Imagination In a Box
By Jack Kinsella
According to the public relations firms and marketing groups that represent the entertainment industry, violent movies and violent video games have absolutely no effect on a person’s propensity to go out and commit violent crimes.
According to the purveyors of porn, (an industry that dwarfs Hollywood in terms of earnings) pornography has absolutely no effect on a person’s propensity to seek after aberrant sex.
Former California Governor Arnold Schwarznegger joined other politicians in the rush to the microphones to demand that the government enact more gun control laws to protect people from violent crime.
Until somebody brought up his latest movie, “The Last Stand.” Then he started back-pedalling as quickly as his sixty-five year old legs would carry him.

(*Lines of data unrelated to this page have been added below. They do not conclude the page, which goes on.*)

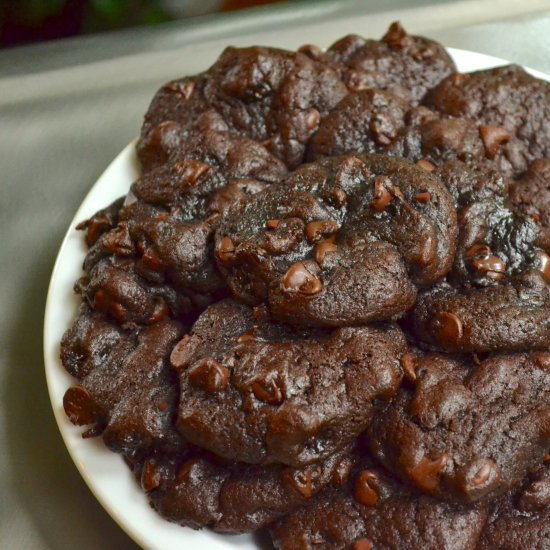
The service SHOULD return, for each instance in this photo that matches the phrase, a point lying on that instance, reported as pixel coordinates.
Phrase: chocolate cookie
(521, 520)
(466, 431)
(273, 96)
(376, 121)
(208, 153)
(501, 266)
(346, 240)
(367, 121)
(102, 221)
(531, 193)
(373, 511)
(259, 392)
(407, 66)
(198, 490)
(126, 390)
(509, 106)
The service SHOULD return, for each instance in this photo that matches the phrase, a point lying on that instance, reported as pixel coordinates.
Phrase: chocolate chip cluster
(324, 306)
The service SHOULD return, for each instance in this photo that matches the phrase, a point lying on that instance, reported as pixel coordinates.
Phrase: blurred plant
(23, 21)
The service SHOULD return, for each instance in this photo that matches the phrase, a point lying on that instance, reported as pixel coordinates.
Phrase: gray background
(66, 109)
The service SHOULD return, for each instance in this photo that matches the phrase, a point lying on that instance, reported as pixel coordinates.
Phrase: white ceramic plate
(105, 473)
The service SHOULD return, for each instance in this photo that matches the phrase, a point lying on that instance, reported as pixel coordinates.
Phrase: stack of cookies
(324, 307)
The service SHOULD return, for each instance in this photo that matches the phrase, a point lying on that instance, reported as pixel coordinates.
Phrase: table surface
(66, 109)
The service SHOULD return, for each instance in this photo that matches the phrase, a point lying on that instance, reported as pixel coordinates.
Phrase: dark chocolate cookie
(497, 296)
(521, 520)
(126, 390)
(531, 193)
(346, 240)
(259, 392)
(367, 121)
(407, 66)
(509, 106)
(273, 96)
(176, 106)
(225, 155)
(198, 490)
(376, 121)
(374, 512)
(466, 431)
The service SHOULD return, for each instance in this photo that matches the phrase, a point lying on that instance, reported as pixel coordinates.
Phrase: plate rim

“It’s entertainment, people know the difference,” he says. “We have to separate the two,” Schwarzenegger says of film violence and actual violence.
“What’s most important is that we as a society do a better job to prevent these sort of things. You cannot totally eliminate them. There will always be some crazy guy out there shooting. There are mentally ill people. The question is, what can we do?”
The movie’s producer, Lorenzo di Bonaventura quickly added,
“Sane people know the difference.”
Sane people? Like Brittany Spears? Lindsey Lohan? Charlie Sheen? Quentin Tarantino? Sean Penn? Jamie Foxx?
The Culture and Media Institute, founded by Brent Bozell, sent its analysts out to review the five contenders for this year’s Oscar awards. One was a musical version of the classic, “Les Miserables”, another a comedy called “A Haunted House.”
The other three were “Zero Dark Thirty” about the hunt to get bin-Laden, “Django Unchained” about a former slave seeking revenge on white people for his enslavement and finally, “Gangster Squad” which stars the always-lovable Senn Penn.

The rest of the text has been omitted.